O projecto localiza-se em Entrecampos, no centro de Lisboa, numa zona deixada devoluta no final do século XX, gradualmente ocupada por estacionamentos formais e informais, resultando num espaço negligenciado e desordenado, agora em profunda regeneração, processo onde se inclui o Empreendimento das Forças Armadas, do qual o projecto faz parte.
O plano prevê a construção de um edifício de 9 andares, composto por 152 apartamentos — T0 a T4 — destinados a arrendamento a preços acessíveis. O edifício é composto por três blocos de apartamentos que formam uma grande unidade residencial, com aproximadamente 110 metros de comprimento, e está organizado em três níveis funcionais distintos: o bloco residencial nos andares superiores; serviços e espaços comuns no piso térreo; e área comercial no embasamento, semi-enterrado. A sua aparência exterior, com varandas em betão armado, revela a solução estrutural, em consonância com a estratégia de manter baixos os custos de construção e manutenção.
Inspirando-se nas «cours» de Paris, o acesso ao edifício faz-se através de uma ampla área coberta que conduz a um espaço comum exterior privado. Este piso, francamente aberto e ligado ao espaço público, funciona como o espaço central na vida do edifício.
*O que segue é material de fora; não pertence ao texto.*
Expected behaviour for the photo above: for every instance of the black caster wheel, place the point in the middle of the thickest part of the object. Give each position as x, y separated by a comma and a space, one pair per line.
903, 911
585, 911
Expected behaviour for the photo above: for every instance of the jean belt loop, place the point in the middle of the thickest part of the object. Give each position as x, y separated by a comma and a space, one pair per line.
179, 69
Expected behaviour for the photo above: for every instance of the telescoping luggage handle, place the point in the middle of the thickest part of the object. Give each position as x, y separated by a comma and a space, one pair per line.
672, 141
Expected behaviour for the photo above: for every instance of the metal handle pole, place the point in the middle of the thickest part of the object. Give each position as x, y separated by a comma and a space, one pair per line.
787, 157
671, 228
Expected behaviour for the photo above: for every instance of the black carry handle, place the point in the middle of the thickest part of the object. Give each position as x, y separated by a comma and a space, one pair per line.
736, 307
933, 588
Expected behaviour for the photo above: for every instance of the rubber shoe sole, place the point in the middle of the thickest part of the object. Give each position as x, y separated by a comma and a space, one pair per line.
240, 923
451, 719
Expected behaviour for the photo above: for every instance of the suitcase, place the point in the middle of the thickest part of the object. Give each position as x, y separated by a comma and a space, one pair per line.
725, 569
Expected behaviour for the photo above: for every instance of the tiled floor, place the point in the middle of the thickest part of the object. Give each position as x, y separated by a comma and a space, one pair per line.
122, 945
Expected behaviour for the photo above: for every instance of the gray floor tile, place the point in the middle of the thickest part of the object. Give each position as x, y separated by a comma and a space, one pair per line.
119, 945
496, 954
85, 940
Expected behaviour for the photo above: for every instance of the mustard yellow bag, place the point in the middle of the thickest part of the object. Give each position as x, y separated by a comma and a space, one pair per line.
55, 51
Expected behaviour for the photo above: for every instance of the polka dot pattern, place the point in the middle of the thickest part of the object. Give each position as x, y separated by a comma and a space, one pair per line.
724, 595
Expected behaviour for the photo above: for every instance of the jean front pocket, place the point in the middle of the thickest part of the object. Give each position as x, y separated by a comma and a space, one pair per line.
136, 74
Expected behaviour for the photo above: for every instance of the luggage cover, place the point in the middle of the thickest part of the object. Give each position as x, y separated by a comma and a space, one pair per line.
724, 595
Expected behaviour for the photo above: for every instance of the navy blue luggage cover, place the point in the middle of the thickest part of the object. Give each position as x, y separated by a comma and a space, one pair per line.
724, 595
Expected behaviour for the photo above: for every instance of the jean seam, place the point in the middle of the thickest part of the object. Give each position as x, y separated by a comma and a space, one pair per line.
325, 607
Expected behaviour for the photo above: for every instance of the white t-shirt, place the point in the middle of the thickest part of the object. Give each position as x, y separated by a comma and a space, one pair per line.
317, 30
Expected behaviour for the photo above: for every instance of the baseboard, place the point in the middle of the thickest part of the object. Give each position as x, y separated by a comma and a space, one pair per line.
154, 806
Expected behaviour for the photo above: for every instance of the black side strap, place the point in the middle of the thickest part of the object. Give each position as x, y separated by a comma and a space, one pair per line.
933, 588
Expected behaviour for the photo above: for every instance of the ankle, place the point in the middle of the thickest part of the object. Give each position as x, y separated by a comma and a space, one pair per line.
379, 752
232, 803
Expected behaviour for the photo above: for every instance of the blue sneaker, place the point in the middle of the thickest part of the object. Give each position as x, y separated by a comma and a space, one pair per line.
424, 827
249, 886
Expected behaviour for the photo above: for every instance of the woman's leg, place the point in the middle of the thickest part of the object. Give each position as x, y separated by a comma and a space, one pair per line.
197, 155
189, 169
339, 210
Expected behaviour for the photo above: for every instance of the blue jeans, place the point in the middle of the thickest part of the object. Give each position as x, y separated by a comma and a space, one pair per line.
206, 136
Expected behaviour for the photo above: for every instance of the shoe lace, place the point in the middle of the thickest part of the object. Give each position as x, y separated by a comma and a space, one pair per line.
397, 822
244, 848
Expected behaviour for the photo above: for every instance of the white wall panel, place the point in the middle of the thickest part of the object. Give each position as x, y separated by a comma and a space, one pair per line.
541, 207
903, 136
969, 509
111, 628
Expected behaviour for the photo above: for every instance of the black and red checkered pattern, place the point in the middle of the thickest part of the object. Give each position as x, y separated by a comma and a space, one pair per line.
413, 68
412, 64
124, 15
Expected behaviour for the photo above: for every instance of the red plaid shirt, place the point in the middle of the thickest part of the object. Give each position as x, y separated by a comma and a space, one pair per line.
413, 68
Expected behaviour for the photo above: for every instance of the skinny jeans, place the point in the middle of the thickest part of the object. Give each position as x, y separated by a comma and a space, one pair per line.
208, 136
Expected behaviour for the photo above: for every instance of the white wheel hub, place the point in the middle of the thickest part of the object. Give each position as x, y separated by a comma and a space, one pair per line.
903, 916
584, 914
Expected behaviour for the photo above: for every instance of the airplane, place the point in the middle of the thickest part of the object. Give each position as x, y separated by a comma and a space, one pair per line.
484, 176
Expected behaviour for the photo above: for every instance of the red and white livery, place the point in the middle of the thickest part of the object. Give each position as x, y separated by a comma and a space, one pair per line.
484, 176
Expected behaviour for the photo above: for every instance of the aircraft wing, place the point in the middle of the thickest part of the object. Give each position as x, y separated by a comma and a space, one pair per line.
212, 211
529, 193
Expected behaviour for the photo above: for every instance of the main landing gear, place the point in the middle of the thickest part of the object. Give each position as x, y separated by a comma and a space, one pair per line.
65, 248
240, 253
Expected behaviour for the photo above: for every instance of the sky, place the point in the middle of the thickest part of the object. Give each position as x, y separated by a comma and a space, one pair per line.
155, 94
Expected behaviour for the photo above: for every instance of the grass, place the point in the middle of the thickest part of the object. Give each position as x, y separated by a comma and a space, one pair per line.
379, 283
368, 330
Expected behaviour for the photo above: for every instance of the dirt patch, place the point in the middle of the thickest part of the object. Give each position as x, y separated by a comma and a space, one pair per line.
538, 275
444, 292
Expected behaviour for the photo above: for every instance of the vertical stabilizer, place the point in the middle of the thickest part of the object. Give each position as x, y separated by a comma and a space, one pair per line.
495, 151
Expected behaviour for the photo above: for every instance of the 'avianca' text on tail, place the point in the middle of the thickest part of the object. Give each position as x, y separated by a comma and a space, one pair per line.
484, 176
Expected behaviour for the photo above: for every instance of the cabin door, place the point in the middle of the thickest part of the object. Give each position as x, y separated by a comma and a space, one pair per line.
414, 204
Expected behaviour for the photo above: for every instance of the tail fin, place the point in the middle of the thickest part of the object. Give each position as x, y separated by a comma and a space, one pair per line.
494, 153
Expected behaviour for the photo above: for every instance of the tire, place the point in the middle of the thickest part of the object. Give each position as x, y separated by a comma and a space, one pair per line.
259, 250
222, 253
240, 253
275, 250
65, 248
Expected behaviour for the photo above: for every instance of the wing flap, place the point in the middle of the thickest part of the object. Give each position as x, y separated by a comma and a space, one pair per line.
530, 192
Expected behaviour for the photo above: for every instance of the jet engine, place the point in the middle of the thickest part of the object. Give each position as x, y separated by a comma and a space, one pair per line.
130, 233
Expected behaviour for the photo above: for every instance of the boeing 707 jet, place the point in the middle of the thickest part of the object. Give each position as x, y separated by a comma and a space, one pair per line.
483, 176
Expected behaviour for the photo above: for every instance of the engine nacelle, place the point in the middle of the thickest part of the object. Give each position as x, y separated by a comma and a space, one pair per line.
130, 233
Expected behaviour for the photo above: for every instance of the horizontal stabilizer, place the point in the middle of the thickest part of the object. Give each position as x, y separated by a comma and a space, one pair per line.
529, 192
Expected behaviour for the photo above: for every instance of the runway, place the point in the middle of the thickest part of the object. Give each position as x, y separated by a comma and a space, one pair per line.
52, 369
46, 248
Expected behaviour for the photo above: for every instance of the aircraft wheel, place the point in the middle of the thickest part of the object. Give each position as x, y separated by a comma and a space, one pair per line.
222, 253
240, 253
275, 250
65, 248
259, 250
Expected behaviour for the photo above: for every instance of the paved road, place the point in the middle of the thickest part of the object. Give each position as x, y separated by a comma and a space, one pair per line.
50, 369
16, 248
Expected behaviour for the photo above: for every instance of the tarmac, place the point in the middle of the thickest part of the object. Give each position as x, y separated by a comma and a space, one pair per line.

Trata-se de um jardim linear ao longo de uma galeria exterior coberta, proporcionando acesso às várias unidades residenciais, ao estacionamento de bicicletas e a todos os espaços comuns, com o objetivo de incentivar os residentes a utilizá-lo, garantindo maior segurança e laços comunitários mais fortes. A ala sul do complexo alberga a creche, que se abre para uma zona exterior na extremidade sul, sobre a entrada do espaço comercial. A extremidade norte concentra a zona de serviços para a área comercial.
O complexo habitacional está dividido em três blocos, cada um com oito andares. Cada bloco tem um apartamento em cada extremidade com acesso a duas fachadas. Todos os restantes apartamentos têm apenas uma fachada, virada para nascente ou para poente.
A geometria das varandas, juntamente com a sua divisão entre os apartamentos, forma uma estrutura de fachada em betão com uma grelha fixa que permite a continuidade do espaço interior, criando a perceção de um apartamento mais amplo. As varandas mais profundas na fachada principal proporcionam também uma melhor proteção do sol poente.
O projeto inclui ainda uma intervenção da artista Fernanda Fragateiro que apresenta uma série de palavras e frases inscritas no edifício, algumas de carácter mais público, dirigidas à cidade, e outras compostas por pequenas palavras inscritas nos tetos das varandas dos apartamentos, conferindo a cada apartamento — e a cada residente — uma identidade personalizada e promovendo relações de vizinhança, mais escassas em edifícios de tão grande escala.